“Are you coming to the party?” The voice on the other end of the phone said.
“Are you coming to the party?” The voice repeated as if it was a distant echo.
*’Yes, sure, I am coming. Yes, don’t worry, I will be there in a few minutes.” Angie heard herself saying.
Between us, Angie didn’t want to attend that party. She didn’t want to endure any other minute in the presence of her former employers. She didn’t want to make herself walk to that office or to that gathering room. She didn’t want to see familiar (or maybe unfamiliar) faces, or fakes smiles. She didn’t want to attend another “play” knowing that she could either choose to be a player or an observer. She didn’t want to listen to some stories or answer any questions or even smile to some unknown unclear jokes. She simply wanted to skip the whole thing. It wasn’t that she hated her former employers but on the contrary she will always consider them as very respectful smart people. She always felt that the yearly gathering was another “ritual” that her former employers liked to perform. Mainly a habit, nothing more.

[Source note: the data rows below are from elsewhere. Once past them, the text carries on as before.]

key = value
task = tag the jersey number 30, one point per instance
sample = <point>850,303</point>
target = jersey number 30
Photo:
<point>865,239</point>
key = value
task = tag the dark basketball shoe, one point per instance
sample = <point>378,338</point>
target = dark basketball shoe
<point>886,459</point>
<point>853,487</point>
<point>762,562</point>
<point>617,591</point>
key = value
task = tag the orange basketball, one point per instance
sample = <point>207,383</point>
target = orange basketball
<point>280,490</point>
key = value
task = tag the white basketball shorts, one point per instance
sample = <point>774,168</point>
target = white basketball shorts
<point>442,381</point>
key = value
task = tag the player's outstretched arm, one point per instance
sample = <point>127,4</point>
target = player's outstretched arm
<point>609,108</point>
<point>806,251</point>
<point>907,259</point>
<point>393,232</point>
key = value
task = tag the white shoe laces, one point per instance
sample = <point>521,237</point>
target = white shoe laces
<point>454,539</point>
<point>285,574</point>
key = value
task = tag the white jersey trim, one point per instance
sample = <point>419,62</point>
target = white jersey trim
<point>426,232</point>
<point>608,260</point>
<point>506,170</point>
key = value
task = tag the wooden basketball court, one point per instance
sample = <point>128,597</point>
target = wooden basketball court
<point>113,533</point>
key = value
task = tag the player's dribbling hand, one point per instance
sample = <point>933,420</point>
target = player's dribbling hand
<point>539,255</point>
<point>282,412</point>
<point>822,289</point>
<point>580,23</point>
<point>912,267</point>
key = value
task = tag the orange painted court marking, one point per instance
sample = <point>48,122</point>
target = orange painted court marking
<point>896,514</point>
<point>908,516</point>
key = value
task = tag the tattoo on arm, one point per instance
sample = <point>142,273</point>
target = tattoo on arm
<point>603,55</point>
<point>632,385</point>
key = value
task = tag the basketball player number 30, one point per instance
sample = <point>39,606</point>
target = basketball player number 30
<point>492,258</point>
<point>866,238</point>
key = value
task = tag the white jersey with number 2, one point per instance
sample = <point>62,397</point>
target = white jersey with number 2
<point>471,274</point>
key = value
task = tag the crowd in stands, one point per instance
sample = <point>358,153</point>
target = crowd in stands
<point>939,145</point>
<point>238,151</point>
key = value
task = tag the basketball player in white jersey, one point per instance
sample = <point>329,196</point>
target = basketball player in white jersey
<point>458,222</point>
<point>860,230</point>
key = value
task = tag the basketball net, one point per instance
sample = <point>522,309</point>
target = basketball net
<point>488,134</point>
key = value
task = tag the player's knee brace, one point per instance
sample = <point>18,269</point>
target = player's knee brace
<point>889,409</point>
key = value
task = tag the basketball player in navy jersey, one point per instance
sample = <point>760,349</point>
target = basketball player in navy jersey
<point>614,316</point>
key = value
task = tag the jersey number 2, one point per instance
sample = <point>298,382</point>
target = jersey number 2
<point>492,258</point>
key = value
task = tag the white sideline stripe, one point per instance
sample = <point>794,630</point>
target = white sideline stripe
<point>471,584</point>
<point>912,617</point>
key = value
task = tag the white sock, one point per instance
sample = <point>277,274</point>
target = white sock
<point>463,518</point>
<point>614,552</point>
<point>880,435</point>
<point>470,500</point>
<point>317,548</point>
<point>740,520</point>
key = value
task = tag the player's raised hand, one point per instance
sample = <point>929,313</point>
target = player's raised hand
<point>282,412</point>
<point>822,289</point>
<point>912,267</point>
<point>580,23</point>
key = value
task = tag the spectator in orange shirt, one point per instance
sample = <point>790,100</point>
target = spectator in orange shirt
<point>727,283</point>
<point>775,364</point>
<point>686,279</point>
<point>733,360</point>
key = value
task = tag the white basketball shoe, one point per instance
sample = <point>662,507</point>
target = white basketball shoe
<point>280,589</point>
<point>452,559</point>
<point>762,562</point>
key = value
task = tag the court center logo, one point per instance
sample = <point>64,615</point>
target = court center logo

She has been convincing herself since last week that everything will be alright, that no one will bite her or eat her, that she can leave whenever she feels like, that she can stay as much or as little as she wants. But none of these excuses were valuable enough for her. She simply didn’t want to attend that party. Was it because she had to attend it every single year for 5 straight years? Was it because she knew almost all the attendants almost pretty well? Was it because she knew that the gathering wasn’t going to bring together friends but only a bunch of people who will attend mainly to eat, drink and probably chat? Was it because she knew that most of these people can’t stand each other? Was it because she was quite familiar with their jealousy and with their competition? Or was it because she was dreading that place since she left it a few months ago?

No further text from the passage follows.